John: In a perfect world, you would have gone on to record many more singles and even albums (either for RCA, or for another label). If this had happened back then, what kind of material would you have wanted to record—mostly pop, with some country-sounding stuff, or the other way around? Would you have had any interest in exploring folk music on your albums, or perhaps other genres, such as rock, blues or gospel?

Pat: I would have liked the opportunity to cut more crossover material—you know, well-written country ballads with some beautifully orchestrated pop instrumentation. I really liked Gordon Lightfoot’s music and I would have enjoyed recording the same kinds of albums he did. He had a lot of folk sounds in his songs, which I love. In fact, I once recorded a Gordon Lightfoot song called Looking At The Rain and I still think it was one of the best songs I ever cut. I brought it to Jerry Bradley and he agreed to produce it for me, but RCA never released it. There were a lot of songs in several different categories that I wish I could have cut back then, but in those years they always said that you had to be in one category and that you couldn’t straddle the fence.

John: Was there a “dream producer” whose production work you admired and enjoyed, that you wished you could have worked with?

Pat: Yes, Chips Moman…and it almost happened, too. He had produced some big hits in the country and pop fields for Elvis Presley and B.J. Thomas and I felt like I had finally found someone who would know what to do with me. A few years after I had stopped recording for RCA, I got a call from Floyd saying he had been playing golf with Chips and that he had played him a tape of my most recent songs and that Chips was interested in meeting me. Floyd said, “Bring your guitar and if he likes you he’ll invite you over to the recording studio at his house.” Well, I had never played the guitar on stage—only in putting down my songs on tape, because I’m not a good guitar player, and when you’re taping and you make a mistake you can always start over again. So, I was a little apprehensive at first about playing for Chips. Nevertheless, Floyd and I met him at a Shoney’s Restaurant in Nashville and later on Chips brought us over to his studio. I played my guitar and sang a song for him and he said he just wanted to know if I sounded the same in person as I did on the tape. (He said I did.) Then he took my guitar and Floyd sat down at the piano and they played some wonderful music together. I couldn’t believe what I was hearing—it was fantastic! When we started to leave Chips said he definitely wanted to work with me. I was so excited, I thought, “I’m finally going to get to record the kind of music I’ve always wanted to make.” After that, we talked several times on the phone but nothing ever happened. Finally, I called him up one day and asked if he had changed his mind about producing me and he said, “No”. However, I never heard from him again. I’m not the type to be pushy and I hate to bother people so I never called him after that. Unfortunately, that’s not the way to get ahead in country music—or in any other business, for that matter.

with Charlie Lamb

John: When you left RCA, did you immediately look to record for another label, or had you decided by then to retire from recording (or rather, from actively pursuing your recording career)?

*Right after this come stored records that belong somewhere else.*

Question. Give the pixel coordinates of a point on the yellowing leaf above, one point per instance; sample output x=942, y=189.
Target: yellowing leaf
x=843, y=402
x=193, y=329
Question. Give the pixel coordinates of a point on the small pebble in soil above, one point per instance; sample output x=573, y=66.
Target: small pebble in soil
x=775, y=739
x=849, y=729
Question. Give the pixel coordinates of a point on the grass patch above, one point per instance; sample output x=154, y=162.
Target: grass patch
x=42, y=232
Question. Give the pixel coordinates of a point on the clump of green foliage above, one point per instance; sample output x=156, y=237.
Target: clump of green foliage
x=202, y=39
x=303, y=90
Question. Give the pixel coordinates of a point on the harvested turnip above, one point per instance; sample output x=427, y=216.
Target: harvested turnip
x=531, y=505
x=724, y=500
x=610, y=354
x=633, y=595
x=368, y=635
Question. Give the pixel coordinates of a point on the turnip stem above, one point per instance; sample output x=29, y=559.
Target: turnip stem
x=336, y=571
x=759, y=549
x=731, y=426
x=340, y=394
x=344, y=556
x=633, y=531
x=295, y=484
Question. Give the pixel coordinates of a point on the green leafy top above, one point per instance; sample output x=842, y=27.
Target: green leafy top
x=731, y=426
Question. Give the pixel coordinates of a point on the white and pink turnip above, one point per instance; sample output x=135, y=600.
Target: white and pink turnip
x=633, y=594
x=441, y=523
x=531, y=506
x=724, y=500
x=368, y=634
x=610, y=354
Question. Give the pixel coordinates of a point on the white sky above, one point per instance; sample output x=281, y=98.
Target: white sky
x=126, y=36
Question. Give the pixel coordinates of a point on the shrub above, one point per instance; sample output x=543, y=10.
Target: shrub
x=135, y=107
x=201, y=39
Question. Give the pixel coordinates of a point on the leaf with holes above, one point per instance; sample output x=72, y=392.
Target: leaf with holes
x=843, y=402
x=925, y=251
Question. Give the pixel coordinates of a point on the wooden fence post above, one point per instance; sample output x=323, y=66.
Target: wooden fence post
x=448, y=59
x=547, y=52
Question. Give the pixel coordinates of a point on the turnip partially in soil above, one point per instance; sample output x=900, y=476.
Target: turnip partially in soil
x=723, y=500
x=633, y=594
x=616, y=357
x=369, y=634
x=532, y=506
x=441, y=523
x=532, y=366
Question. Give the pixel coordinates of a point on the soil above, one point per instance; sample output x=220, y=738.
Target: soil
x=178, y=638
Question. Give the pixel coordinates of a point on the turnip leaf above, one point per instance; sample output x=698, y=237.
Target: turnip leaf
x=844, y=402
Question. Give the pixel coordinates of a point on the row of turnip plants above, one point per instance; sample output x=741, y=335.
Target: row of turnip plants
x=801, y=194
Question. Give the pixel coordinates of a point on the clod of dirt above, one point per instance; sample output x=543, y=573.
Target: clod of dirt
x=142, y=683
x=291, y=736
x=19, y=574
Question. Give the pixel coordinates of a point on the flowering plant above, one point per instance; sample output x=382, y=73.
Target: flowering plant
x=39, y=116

Pat: I wanted to keep recording but it didn’t work out. Sometime after I left RCA, my manager Charlie Lamb got hooked up with some people in Texas who were going to start their own label and he wanted me to record for them. But when we went into the studio and I heard the musicians and the back up singers I knew it wasn’t going to work…and it didn’t! After that I just concentrated on my songwriting, sending everything I wrote to Floyd. He believed in me and I knew anything I did with him would be quality work.